The Bible opens by telling that in the beginning God created the heavens and the earth, and that everything God made was good. Sin enters the story when human beings want to become like God, and disobey God's command by eating fruit that God had told them not to eat. The effects of sin become evident when one man slays his brother out of anger toward God.


Violence multiplies until God determines to purge the earth by a flood. God commanded Noah to build a boat that could preserve animals from every species from destruction. After the flood, God put the rainbow in the sky to assure people that he would not destroy the earth again. Sin persisted, however, and people sought to make themselves great by building a tower that could reach to heaven. God responded by making people speak different languages, so that they could no longer understand each other, and they scattered over the face of the earth.


A new phase of the story begins when God calls a man named Abraham, who lived in the area near the Tigris and Euphrates rivers (modern day Iraq and Syria). God told Abraham to go to a land that God would show him., promising that Abraham would have many descendants and that all the nations of the earth would be blessed through him. Abraham responded to God's call, and with Sarah, his wife, he finally settled in the land of Canaan (modern-day Palestine or Israel). There they tended their flocks and herds. The period was about 2000-1700 B.C.

Abraham and Sarah became old and had no children until God gave them a son, whose name was Isaac. Isaac in turn had two sons, Jacob and Esau. By means of trickery, Jacob obtained a special blessing from his father. When his brother, Esau, became angry, Jacob fled to the home of an uncle, where he married and became wealthy before returning to Canaan. Jacob--whose name was changed to "Israel"--had twelve sons, but because of family rivalry, his son Joseph was sold as a slave and taken to Egypt. There Joseph managed to become a high-ranking official, and when famine drove the rest of the family into Egypt, the brothers became reconciled and settled there permanently.

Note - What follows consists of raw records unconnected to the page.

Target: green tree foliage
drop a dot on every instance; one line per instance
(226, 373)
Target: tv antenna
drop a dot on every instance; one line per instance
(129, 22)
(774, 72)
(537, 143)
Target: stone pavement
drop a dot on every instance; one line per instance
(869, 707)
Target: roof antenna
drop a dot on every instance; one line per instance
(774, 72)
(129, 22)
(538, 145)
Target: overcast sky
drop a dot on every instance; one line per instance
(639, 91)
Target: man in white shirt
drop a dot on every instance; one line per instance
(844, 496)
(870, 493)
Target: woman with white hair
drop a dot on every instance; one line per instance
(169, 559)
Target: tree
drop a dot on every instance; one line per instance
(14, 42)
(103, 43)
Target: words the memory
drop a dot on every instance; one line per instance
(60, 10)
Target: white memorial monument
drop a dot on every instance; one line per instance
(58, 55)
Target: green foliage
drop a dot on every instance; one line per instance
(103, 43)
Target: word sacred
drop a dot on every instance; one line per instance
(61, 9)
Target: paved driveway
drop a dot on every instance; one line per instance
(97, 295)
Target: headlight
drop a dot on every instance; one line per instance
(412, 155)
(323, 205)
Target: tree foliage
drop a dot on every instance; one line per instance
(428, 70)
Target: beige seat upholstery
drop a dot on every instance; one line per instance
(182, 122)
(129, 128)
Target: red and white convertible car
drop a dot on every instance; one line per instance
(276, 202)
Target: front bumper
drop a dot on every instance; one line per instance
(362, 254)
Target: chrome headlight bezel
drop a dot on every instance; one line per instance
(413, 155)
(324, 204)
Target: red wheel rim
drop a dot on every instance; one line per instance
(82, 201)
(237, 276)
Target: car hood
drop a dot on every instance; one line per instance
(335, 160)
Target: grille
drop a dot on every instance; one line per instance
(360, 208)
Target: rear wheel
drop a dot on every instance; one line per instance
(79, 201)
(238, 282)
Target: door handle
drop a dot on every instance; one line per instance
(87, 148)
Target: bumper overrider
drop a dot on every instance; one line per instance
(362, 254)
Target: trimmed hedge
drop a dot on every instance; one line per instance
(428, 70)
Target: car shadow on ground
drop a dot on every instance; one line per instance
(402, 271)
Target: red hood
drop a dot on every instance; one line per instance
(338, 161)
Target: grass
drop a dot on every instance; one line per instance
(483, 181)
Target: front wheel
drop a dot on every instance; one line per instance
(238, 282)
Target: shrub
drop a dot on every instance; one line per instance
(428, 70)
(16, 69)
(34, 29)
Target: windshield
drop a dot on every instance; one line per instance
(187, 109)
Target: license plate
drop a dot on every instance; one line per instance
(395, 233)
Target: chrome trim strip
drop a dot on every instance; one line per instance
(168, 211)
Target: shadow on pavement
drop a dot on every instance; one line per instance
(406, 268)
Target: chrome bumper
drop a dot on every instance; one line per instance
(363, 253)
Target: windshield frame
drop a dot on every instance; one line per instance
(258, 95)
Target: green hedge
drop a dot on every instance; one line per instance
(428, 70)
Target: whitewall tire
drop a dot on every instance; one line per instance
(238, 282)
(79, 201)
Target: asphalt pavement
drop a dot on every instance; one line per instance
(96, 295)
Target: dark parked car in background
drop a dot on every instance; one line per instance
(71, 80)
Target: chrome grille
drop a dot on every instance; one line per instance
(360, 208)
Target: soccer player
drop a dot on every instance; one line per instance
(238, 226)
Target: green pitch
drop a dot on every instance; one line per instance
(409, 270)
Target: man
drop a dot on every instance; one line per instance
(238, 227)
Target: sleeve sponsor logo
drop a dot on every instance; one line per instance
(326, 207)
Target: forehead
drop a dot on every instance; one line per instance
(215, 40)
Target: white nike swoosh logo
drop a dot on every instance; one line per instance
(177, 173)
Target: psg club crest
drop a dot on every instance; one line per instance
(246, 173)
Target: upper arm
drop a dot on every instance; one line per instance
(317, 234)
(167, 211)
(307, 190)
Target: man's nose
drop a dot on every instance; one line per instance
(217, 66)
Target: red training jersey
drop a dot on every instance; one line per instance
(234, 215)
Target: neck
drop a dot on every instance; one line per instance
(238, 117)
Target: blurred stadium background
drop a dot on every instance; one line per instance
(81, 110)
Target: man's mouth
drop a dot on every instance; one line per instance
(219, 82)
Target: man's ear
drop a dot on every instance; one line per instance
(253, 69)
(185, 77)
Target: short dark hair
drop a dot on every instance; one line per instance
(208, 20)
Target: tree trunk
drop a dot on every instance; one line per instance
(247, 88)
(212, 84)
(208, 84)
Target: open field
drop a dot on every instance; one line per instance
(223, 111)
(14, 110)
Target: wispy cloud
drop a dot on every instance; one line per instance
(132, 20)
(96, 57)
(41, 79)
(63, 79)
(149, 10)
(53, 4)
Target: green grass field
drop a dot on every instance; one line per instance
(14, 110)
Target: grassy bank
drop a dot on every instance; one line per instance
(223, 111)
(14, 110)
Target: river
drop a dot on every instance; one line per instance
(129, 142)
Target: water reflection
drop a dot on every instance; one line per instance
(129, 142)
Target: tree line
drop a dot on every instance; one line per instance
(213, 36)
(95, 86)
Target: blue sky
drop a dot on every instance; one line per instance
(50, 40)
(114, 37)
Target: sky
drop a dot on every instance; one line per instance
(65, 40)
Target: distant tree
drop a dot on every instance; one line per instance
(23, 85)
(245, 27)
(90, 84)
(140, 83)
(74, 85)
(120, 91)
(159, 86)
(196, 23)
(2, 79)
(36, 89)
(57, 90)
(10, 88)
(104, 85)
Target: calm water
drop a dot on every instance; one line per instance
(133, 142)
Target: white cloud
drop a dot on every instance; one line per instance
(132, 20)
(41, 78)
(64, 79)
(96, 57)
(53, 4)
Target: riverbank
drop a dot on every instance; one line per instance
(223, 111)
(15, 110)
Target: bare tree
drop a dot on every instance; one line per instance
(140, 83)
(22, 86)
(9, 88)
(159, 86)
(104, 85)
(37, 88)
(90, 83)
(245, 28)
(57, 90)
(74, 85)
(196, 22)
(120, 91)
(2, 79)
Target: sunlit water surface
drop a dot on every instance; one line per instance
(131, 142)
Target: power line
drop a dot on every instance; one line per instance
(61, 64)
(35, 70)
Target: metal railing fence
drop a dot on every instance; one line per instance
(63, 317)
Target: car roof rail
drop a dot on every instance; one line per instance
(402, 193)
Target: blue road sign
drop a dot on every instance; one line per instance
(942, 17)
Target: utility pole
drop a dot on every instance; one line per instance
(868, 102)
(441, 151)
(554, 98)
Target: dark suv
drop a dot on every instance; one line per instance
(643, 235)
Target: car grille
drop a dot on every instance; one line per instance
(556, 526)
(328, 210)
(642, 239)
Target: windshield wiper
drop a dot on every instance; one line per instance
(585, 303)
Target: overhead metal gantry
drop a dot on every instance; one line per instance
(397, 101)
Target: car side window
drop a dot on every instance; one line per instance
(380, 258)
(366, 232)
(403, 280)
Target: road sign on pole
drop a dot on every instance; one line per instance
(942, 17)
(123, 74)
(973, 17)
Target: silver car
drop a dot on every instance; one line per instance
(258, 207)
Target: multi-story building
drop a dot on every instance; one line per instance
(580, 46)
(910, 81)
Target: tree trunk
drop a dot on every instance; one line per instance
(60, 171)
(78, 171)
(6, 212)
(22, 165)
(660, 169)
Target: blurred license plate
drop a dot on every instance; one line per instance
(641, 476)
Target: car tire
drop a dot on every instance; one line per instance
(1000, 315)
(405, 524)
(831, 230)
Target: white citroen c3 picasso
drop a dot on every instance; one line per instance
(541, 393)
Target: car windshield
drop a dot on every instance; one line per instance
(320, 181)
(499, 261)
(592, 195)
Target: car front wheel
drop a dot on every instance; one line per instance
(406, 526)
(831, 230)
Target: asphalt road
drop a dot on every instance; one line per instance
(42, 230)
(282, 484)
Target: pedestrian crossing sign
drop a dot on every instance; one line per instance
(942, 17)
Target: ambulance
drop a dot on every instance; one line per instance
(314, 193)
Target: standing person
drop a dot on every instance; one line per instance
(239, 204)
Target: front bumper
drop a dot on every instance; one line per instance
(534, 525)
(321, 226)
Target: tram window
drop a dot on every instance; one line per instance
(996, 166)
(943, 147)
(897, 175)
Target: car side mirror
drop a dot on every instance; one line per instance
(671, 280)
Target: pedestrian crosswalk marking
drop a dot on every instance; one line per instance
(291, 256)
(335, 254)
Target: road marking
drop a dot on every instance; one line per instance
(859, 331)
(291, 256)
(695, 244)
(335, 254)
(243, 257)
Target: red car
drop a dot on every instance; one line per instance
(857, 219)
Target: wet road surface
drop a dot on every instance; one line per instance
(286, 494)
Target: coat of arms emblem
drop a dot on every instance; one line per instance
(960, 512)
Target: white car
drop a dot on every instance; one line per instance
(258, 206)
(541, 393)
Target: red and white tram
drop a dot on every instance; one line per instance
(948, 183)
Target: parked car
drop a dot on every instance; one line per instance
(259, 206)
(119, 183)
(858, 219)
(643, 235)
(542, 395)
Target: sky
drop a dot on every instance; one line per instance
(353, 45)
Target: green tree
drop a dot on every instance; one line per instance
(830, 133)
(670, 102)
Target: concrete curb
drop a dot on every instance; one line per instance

The descendants of Jacob, who were called Hebrews or "children of Israel," continued to live in Egypt from about 1700 to 1275 B.C. During that time they were enslaved by the Egyptians and forced to make bricks and mortar. A Hebrew named Moses saw an Egyptian beating one of his kinsmen. Moses killed the Egyptian and fled to the desert regions east of Egypt. There he was called by God to return to Egypt and deliver his people from slavery.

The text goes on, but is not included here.